- Facts about Walruses:
- Walruses have long tusks and a prominent mustache. These large marine mammals are found near the Arctic Circle. They are extremely social and snort and bellow loudly at their companions. During the mating season they are quite aggressive.
- Walruses have wrinkled brown and pink skin, long, coarse whiskers, flat flippers, and lots of blubber on their bodies to keep them warm in the cold Arctic water. They can slow down their heartbeat to withstand the chilly water temperatures and to help them stay under water for as long as ten minutes.
- Their long tusks are useful in many ways. They use them to pull their enormous bodies out of frigid waters, and seem to walk on their tusks. They also use their tusks to break breathing holes into ice from below.
- Tusks are found on both males and females and keep growing throughout their lives. These tusks are actually canine teeth and can grow to be about three feet (one meter) long.
- Their whiskers are very sensitive and help the walruses find their favorite meals, such as clams, way down in the deep, dark ocean floor. Their whiskers are longest at the corners of their mouth.
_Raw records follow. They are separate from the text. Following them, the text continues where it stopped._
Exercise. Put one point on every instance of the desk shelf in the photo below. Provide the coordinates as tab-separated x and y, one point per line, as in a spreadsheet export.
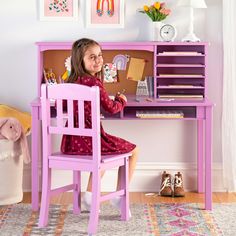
180	69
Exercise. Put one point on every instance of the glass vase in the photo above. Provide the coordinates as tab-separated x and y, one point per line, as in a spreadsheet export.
156	26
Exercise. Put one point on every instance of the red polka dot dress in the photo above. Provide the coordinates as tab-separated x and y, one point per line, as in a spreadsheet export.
110	144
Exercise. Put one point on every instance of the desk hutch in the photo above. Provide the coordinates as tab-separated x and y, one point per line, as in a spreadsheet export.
179	72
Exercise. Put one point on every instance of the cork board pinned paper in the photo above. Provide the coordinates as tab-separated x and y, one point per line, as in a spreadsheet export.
136	69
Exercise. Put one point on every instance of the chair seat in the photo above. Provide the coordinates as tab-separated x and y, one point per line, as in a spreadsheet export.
84	162
88	158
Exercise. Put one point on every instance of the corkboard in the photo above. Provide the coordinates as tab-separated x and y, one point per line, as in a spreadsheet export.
55	59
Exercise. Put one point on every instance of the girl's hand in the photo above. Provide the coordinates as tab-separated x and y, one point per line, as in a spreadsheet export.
122	96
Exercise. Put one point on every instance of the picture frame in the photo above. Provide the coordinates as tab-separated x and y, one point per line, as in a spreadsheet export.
58	10
105	13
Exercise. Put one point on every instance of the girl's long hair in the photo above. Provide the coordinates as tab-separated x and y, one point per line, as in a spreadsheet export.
79	48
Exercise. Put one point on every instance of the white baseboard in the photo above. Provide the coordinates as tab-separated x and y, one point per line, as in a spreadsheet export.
146	177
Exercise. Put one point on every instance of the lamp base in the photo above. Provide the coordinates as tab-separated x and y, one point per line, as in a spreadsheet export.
191	37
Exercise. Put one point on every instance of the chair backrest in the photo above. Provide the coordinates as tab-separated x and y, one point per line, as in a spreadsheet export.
74	98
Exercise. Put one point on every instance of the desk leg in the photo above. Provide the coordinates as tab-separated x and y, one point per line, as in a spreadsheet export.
208	158
200	145
34	163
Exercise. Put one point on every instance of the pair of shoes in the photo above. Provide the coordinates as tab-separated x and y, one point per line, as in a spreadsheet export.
116	202
166	185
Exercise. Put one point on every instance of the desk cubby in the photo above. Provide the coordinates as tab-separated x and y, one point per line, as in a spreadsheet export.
180	71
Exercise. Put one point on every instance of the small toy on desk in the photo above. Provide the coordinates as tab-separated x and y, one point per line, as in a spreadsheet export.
122	92
49	76
12	130
149	100
110	73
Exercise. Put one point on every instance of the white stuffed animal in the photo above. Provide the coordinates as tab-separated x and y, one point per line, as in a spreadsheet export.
12	130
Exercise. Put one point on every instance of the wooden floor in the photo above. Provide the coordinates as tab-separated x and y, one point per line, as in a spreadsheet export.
66	198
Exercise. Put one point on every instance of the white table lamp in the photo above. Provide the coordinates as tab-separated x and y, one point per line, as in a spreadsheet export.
191	37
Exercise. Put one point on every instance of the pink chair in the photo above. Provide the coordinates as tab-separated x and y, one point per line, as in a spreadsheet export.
95	163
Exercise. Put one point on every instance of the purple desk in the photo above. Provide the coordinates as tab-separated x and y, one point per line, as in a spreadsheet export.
200	111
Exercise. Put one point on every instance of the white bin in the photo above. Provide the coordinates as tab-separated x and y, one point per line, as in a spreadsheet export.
11	172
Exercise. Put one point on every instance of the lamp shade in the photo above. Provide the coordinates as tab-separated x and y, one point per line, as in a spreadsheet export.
192	3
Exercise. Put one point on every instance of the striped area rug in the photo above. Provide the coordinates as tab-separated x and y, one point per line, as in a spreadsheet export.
147	219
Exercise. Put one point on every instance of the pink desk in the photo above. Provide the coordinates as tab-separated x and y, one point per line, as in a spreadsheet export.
200	111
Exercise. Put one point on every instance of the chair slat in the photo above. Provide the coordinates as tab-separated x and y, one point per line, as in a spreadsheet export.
70	113
81	114
59	113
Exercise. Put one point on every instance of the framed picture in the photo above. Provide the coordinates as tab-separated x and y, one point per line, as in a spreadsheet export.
105	13
58	10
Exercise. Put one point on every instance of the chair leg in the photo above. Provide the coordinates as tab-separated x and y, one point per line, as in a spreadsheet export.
125	185
77	192
45	200
94	211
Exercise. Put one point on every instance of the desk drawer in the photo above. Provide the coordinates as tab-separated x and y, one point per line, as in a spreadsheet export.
159	112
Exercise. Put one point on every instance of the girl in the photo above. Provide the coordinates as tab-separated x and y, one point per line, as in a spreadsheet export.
86	69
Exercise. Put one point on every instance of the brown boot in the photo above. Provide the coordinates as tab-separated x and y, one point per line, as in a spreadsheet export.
178	185
166	189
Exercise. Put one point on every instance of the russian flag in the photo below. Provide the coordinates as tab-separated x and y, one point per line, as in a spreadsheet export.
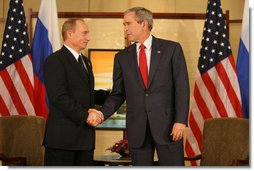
46	41
243	61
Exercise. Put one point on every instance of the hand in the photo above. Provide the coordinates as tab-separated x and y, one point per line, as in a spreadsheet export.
95	117
178	131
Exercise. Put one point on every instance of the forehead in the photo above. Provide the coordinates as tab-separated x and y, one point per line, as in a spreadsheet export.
129	16
81	25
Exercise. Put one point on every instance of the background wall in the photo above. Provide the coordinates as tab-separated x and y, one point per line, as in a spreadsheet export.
188	33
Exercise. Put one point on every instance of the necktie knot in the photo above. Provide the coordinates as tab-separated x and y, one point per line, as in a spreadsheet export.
143	65
142	46
80	59
82	64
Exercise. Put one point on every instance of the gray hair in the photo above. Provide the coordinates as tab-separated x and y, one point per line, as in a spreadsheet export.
142	14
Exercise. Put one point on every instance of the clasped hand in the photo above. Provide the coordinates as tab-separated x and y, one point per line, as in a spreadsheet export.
95	117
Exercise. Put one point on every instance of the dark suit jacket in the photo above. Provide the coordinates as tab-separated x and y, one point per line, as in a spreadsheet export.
70	94
167	99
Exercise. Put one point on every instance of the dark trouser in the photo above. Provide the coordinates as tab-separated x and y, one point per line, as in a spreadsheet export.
57	157
169	155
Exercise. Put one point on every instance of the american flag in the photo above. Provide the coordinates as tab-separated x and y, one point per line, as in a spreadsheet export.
16	70
216	90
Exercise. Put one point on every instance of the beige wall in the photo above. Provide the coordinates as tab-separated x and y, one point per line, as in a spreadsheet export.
111	32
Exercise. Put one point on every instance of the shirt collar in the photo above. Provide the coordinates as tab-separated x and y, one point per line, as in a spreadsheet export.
74	53
147	43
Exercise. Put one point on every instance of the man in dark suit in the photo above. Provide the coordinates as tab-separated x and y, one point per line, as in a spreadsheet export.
157	93
69	82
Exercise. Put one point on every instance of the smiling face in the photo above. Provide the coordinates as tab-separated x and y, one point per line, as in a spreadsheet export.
78	37
135	31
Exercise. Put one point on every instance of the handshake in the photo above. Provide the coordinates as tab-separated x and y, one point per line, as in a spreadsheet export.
95	117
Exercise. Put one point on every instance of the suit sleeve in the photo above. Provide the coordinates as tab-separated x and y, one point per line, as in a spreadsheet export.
100	96
181	84
117	95
57	91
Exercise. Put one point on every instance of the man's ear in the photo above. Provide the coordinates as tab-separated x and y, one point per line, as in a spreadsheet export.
69	33
145	24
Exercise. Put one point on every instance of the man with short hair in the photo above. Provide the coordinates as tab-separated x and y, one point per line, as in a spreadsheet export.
151	75
69	82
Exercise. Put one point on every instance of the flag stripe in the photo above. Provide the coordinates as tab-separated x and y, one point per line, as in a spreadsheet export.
14	95
234	105
216	91
194	127
3	109
28	66
222	92
7	99
24	79
201	103
207	99
20	87
214	94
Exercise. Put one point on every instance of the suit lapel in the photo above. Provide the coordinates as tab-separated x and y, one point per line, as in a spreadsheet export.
75	65
155	59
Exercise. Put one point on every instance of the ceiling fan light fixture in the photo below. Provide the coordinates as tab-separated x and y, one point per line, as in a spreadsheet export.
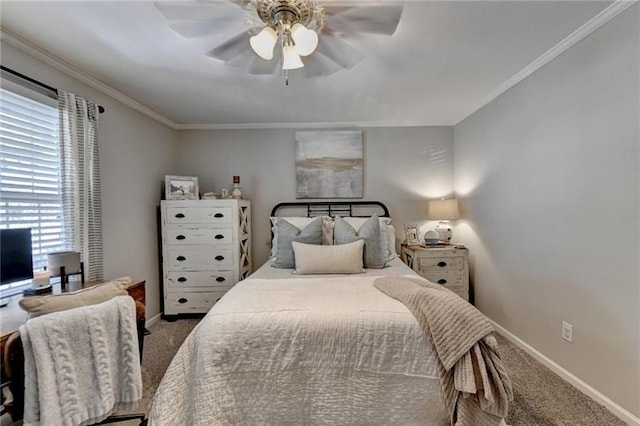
264	42
306	40
290	58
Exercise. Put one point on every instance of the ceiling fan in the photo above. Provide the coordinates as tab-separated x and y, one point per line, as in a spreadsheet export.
315	37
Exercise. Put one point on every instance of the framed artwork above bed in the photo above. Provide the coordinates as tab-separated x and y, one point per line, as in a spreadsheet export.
329	164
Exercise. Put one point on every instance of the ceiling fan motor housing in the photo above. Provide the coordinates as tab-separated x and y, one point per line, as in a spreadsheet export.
275	12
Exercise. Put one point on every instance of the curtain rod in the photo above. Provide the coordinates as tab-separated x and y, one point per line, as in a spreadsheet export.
51	92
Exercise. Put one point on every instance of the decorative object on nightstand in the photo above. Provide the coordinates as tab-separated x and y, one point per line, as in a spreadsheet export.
444	211
445	265
431	238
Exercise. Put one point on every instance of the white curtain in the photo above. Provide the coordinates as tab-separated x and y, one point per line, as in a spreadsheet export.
80	178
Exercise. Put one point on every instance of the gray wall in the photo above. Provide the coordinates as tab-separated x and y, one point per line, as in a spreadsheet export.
549	172
403	166
135	154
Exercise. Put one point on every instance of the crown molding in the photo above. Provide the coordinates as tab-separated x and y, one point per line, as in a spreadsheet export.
613	10
310	125
617	7
59	64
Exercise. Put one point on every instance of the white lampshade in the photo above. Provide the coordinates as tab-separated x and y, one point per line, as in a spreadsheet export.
264	42
306	40
290	58
443	210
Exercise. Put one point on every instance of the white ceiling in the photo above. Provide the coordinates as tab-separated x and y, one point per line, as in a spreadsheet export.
445	60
- Only Native Americans are currently allowed to hunt walruses, as the species' survival was threatened by past overhunting. Hunters in the 18th and 19th centuries captured walruses for their tusks, oil, skin, and meat and now there aren’t any walruses in the Gulf of St. Lawrence and around Sable Island, off the coast of Nova Scotia.
- Fast Facts
The scientific name for the walrus is Odobenus rosmarus, which is Latin for "tooth-walking sea-horse."
These carnivorous mammals can live to be 40 years old in the wild.
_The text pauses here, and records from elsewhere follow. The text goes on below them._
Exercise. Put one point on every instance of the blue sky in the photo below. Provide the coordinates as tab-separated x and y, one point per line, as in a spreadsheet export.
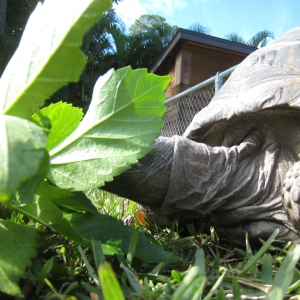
221	16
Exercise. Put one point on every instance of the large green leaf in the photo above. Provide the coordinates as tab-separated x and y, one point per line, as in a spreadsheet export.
46	212
22	146
64	119
120	127
105	228
15	254
48	56
77	201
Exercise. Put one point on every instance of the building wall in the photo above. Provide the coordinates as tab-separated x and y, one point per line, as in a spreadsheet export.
193	65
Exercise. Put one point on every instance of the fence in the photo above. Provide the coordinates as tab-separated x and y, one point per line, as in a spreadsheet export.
182	108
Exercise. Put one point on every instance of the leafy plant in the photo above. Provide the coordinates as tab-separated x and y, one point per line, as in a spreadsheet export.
48	157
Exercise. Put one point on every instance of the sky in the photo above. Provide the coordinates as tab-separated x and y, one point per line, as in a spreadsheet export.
222	17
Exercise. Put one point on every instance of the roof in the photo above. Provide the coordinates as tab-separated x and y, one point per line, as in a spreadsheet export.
184	36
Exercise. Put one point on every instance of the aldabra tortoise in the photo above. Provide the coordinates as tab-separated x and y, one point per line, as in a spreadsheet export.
238	159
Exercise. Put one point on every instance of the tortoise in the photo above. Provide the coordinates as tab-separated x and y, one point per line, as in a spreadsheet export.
238	161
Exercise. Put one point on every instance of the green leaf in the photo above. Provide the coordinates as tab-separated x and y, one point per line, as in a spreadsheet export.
45	212
77	201
22	150
48	56
200	261
98	253
120	127
133	280
284	275
105	228
47	267
29	187
193	275
61	126
15	254
266	269
132	245
109	284
260	252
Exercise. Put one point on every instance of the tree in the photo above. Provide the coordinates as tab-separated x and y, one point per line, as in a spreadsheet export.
13	17
259	39
197	27
150	34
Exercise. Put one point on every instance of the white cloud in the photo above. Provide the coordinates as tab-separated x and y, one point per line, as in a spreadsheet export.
130	10
167	7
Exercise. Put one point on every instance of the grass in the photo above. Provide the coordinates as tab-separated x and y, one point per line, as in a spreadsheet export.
208	270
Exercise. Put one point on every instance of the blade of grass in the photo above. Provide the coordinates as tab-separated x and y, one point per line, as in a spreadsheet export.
191	276
284	275
98	253
266	270
91	271
200	261
235	289
133	280
260	252
109	284
216	285
132	245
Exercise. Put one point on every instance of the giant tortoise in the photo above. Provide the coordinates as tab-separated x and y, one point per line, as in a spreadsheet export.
237	162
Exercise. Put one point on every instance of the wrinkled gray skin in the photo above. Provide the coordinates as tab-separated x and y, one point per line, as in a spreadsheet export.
238	160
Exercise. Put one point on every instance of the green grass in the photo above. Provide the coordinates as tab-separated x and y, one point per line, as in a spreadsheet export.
208	270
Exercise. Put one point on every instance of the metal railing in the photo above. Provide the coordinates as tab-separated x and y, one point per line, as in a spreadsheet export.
182	107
Walruses are usually about 7.5 and 11 feet (2.2 to 3.5 meters) long.
- They can weigh a hefty 1.5 tons (1.4 metric tons).
Walruses are so loud they are sometimes called the loudest voice in the Arctic.
Walruses are bottom feeders.
- They can eat about 100 pounds of meat a day, or about 10,000 small clams!
Walruses swim more slowly than seals, but they can swim for hundreds of miles without stopping.